But the parties at the Capitol still seem pretty firmly entrenched on opposing poles.

Gun violence prevention is alone on the agenda for state legislators next week.

"Our goal on Monday is to take testimony, get input, get ideas," said Sen. Ron Latz, (DFL-St. Louis Park), who is co-chair of the new gun violence prevention working group.

It's designed to cook up ideas for laws that could avoid a repeat of June 14 — when a gunman assassinated Melissa and Mark Hortman and shot Senator John Hoffman’s family as well — and August 27, when a shooter killed two children and injured 21 other people at Annunciation church and school.

"If the Annunciation Massacre doesn't convince people that assault weapons don't belong on our streets, I'm not sure what will," said Sen. Latz.

In the words of several Annunciation parents and the victims’ doctors, political action on gun safety is a must. 

Unlikely outcome

Parties can't compromise:

But political analyst David Schultz says the working group and a potential special session are likely doomed before they start because the parties can’t even agree on what the problem is.

"One party yells 'gun control', the other yells 'Second Amendment'," said the Hamline University political scientist. "And they're basically doing what? Everything they can to get their bases hot and bothered, and not find a common solution."

Schultz says the parties are more polarized now than in 1994, when Congress approved a ten-year assault weapons ban with votes across the aisle. 

Aisle blockage

Polarization problem?:

Bipartisan agreements on major new gun control didn’t come in 2012, when 20 kids and six adults were killed at Sandy Hook, and Schultz says they’re nearly impossible now.

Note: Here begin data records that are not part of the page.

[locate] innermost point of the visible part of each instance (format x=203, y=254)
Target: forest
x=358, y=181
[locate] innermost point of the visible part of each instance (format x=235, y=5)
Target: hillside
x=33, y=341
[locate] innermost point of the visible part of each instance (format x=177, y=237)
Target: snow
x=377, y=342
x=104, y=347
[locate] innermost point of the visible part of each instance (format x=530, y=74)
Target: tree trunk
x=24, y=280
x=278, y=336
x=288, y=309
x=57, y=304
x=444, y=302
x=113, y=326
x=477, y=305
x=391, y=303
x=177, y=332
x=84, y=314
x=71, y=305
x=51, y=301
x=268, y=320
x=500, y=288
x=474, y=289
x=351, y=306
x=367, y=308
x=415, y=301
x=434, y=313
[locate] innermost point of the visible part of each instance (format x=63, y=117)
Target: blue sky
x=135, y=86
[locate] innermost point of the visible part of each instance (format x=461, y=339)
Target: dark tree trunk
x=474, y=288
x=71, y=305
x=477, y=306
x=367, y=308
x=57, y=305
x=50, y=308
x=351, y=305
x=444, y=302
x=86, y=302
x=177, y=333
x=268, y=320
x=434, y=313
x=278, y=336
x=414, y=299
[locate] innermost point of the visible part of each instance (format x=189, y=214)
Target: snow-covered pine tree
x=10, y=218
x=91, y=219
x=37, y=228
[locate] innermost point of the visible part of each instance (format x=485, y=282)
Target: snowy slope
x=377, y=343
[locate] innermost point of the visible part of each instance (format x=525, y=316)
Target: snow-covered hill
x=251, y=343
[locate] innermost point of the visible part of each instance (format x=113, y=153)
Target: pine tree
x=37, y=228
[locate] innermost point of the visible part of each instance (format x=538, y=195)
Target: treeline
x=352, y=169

"Since then we've had school shootings, we've had nightclub shootings, we've what we've have here," he said. "Violence isn't driving us to the peace table. Violence seems to be driving us further apart, if anything."

Republicans told FOX 9 they want to focus on beefing up school security and mental health treatment.

Sen. Latz says he’s willing to work on those things, too, but there’s evidence an assault weapons ban can reduce mass shootings and deaths.